Düsseldorf · Der indische Informatiker Shijulal Nelson-Sathi bekommt heute den Karl-Arnold-Preis. Er erforscht die Genome von Kleinstlebewesen.

Den neuen Träger des Karl-Arnold-Preises darf man als Grenzgänger bezeichnen - dieser Begriff passt gleich in mehrfacher Hinsicht. Shijulal Nelson-Sathi hat in seinem Heimatland Indien studiert, arbeitete in Taiwan und forscht jetzt an der Heinrich-Heine-Universität in Düsseldorf. Aber der 32-Jährige sucht auch den Kontakt zu verschiedenen Fachbereichen. "Shiju", wie ihn die Kollegen nennen, hat die Entwicklung von Sprachen erforscht und studiert jetzt die Evolution von Bakterien.

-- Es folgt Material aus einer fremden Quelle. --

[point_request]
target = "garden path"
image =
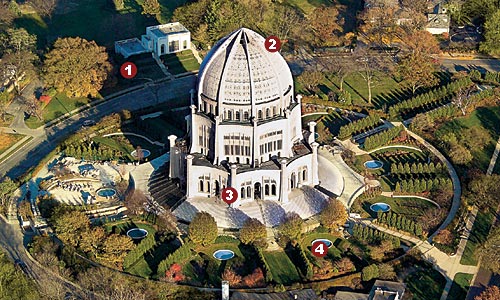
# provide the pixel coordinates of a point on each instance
(493, 160)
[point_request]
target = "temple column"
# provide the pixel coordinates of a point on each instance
(284, 182)
(173, 157)
(189, 180)
(312, 130)
(314, 164)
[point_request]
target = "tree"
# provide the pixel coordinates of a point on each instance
(369, 66)
(491, 293)
(16, 40)
(77, 66)
(7, 188)
(44, 7)
(490, 256)
(19, 65)
(386, 272)
(460, 155)
(151, 7)
(463, 98)
(369, 272)
(253, 230)
(291, 226)
(491, 44)
(71, 226)
(326, 25)
(334, 214)
(203, 229)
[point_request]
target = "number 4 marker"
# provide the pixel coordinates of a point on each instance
(319, 249)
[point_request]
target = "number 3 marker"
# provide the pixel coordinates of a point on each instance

Nelson-Sathi ist Informatiker. Das Spezialgebiet des Inders liegt im Vergleich und in der Ordnung riesiger Datenmengen. "Seine Ergebnisse haben unser Verständnis der Evolution bereichert und international den Stand der Technik in der Genomanalyse angehoben", heißt es in der Begründung der Jury der nordrhein-westfälischen Akademie der Wissenschaften und der Künste, die heute den Preis an den Nachwuchswissenschaftler vergibt.

Dr. Nelson-Sathis Welt sind die kleinsten Lebewesen, Prokaryoten genannt: Bakterien und Archaeen, die milliardenfach in unserer Umgebung vorkommen. Die Erbgut-Analyse dieser Mikroorganismen brachte ein erstaunliches Resultat. "Bei Tieren und Pflanzen wissen wir, dass es in der Evolution einen Stammbaum gibt, die Arten haben sich aus bestimmten Vorfahren weiterentwickelt", erklärt Bill Martin, Leiter des Instituts für Molekulare Evolution. Doch bei den Bakterien scheint die biologische Entwicklung über einen anderen Mechanismus zu verlaufen. "Die DNA-Analysen zeigen, dass Prokaryoten ihre Gene über Artgrenzen hinweg einfach austauschen", sagt Nelson-Sathi. Dieser Gen-Transfer ist für die Evolution der Mikroorganismen wesentlich wichtiger als der klassische Stammbaum. Während bei zwei Menschen etwa 99 Prozent des Erbguts identisch sind, gibt es bei den Genen zweier Stämme der E-coli-Bakterien nur zu 70 Prozent Übereinstimmung, bei 60 Stämmen sind es nur noch 25 Prozent.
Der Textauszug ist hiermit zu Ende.